On Tue, Sep 1, 2009 at 4:38 PM, Lindley M French
I'm playing around with Spirit for a particular parsing task. I could do this manually, but I figured this was a good chance to learn what Spirit had to offer.
The trouble is this. While Spirit offers ready-made semantic actions for parsing primitives, it doesn't seem to offer anything terribly useful for compound statements. As far as I can tell, you can define your own semantic actions but they simply take in the matched string as an argument----there's no way to get at the values parsed on that level.

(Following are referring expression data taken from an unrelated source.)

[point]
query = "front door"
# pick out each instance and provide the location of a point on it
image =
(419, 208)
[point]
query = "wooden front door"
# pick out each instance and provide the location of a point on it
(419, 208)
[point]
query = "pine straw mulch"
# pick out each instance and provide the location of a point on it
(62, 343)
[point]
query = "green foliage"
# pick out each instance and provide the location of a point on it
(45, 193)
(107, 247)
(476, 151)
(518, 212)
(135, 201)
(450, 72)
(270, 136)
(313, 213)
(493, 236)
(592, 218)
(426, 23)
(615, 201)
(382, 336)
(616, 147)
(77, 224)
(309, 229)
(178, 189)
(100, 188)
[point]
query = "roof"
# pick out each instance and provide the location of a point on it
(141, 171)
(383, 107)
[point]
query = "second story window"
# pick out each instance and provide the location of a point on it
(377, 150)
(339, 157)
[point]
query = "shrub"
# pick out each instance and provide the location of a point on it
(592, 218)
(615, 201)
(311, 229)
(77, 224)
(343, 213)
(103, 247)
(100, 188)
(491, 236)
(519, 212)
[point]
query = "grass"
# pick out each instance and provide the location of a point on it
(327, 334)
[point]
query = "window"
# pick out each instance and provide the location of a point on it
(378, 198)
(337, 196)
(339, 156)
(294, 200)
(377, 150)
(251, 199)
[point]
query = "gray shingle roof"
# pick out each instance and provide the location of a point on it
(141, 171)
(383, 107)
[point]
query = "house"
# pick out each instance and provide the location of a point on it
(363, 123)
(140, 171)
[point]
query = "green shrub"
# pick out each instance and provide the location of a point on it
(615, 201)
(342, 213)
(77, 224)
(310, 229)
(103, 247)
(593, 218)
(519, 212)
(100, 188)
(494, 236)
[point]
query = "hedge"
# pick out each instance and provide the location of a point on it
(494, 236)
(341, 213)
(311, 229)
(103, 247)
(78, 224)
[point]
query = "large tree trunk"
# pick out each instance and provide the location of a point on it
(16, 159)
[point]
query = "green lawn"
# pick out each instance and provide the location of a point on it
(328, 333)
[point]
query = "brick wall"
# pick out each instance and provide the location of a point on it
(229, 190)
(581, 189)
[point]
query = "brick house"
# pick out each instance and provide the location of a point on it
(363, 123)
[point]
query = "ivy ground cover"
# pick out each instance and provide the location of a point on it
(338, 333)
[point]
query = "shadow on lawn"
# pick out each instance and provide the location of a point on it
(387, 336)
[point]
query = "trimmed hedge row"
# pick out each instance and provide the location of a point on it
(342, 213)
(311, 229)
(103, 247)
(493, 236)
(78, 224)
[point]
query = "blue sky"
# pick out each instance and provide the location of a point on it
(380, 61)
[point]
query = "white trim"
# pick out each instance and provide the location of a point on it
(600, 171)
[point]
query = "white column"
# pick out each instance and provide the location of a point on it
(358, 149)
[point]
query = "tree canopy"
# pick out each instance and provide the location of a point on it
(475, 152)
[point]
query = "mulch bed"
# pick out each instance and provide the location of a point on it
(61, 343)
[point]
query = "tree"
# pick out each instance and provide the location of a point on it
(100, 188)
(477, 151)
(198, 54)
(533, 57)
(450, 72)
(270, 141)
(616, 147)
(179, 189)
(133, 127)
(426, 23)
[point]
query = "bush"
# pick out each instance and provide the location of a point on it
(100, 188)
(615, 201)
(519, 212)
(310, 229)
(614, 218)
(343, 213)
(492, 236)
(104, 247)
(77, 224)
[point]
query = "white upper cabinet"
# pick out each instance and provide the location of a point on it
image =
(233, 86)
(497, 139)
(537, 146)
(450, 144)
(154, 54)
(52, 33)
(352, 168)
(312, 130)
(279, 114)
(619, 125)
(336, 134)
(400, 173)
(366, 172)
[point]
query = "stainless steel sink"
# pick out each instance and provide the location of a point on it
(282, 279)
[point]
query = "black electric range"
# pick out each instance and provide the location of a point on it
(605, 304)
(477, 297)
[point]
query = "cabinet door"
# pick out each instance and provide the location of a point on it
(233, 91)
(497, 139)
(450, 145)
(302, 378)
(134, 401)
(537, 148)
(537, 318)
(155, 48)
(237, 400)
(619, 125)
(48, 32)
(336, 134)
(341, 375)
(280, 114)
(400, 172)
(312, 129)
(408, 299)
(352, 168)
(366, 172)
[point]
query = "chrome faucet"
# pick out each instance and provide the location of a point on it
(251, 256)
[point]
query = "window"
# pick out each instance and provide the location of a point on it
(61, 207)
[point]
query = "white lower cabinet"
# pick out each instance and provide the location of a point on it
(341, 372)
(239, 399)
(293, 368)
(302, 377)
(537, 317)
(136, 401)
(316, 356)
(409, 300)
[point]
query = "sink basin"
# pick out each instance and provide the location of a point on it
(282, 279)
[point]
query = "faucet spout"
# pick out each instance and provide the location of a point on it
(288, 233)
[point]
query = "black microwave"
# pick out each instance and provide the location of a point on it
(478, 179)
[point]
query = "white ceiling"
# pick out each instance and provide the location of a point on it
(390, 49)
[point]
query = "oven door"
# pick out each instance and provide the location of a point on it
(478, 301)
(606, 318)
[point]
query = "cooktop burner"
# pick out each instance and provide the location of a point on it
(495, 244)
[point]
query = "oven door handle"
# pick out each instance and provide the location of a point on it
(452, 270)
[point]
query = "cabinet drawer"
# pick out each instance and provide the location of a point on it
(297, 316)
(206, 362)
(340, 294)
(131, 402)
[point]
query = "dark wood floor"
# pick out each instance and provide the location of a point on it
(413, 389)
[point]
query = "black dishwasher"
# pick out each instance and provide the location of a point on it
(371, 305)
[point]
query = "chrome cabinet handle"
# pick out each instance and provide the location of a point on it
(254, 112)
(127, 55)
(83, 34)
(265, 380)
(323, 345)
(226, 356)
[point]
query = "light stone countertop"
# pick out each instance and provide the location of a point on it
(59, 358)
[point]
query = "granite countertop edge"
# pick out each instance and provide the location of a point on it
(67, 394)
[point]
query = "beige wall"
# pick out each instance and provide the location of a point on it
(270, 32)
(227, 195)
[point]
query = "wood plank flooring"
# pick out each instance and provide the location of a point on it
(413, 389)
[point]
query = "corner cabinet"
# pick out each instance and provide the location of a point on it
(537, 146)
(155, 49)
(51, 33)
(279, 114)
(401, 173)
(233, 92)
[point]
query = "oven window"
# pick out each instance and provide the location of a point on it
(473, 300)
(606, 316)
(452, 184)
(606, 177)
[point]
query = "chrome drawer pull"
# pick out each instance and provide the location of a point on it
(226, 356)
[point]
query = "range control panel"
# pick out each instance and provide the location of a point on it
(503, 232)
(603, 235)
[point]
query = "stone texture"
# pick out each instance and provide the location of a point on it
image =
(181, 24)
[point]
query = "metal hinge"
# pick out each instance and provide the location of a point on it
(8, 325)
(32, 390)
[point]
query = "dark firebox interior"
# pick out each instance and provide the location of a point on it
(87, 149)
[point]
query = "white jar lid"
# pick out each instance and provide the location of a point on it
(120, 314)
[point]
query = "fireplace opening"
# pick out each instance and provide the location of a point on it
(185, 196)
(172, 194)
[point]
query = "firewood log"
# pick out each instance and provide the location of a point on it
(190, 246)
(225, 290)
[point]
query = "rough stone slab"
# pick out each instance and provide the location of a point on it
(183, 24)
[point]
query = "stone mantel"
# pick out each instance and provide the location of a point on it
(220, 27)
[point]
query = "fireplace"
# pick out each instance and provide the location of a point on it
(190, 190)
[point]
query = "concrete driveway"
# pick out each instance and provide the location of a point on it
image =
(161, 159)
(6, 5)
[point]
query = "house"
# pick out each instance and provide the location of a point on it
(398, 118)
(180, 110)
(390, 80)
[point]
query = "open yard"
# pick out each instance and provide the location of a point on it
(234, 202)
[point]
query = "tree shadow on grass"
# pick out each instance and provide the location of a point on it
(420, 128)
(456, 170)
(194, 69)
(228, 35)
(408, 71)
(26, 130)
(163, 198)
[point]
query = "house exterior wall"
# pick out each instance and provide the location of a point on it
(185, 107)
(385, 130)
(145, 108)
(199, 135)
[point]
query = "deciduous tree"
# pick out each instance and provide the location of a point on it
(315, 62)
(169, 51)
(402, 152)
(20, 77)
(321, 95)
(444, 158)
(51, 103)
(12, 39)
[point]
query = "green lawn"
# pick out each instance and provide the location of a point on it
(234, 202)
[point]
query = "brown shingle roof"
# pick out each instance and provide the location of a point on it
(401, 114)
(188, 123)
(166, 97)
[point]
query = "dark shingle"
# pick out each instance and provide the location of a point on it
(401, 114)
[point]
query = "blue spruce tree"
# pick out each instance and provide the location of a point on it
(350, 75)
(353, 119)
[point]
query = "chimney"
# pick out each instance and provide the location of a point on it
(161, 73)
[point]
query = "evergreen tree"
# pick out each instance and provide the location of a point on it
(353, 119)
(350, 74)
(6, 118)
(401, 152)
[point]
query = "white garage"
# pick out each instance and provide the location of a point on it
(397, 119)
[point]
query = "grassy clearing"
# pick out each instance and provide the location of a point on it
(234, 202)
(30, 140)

For example, let's say I have a type struct Person { string name; double height; int age; Person(string n, double h, int a) : name(n), height(h), age(a) };
And I have a document containing
5.5 15 Henry 4.6 32 Jane 6.1 21 Bob
I could parse this using
rule<> personrule = strict_real_p >> int_p >> ~eol_p; parse(str, *(personrule[WhatGoesHere] >> eol_p) >> end_p);
But how can I build a vector<Person> out of this? I can write my own functor to do the push_back, but I need to get at the parsed values of name, age, and height for each personrule somehow.
I suppose I *could* just run another parse() on the input the semantic action for that specific person....but that really seems like it shouldn't be necessary.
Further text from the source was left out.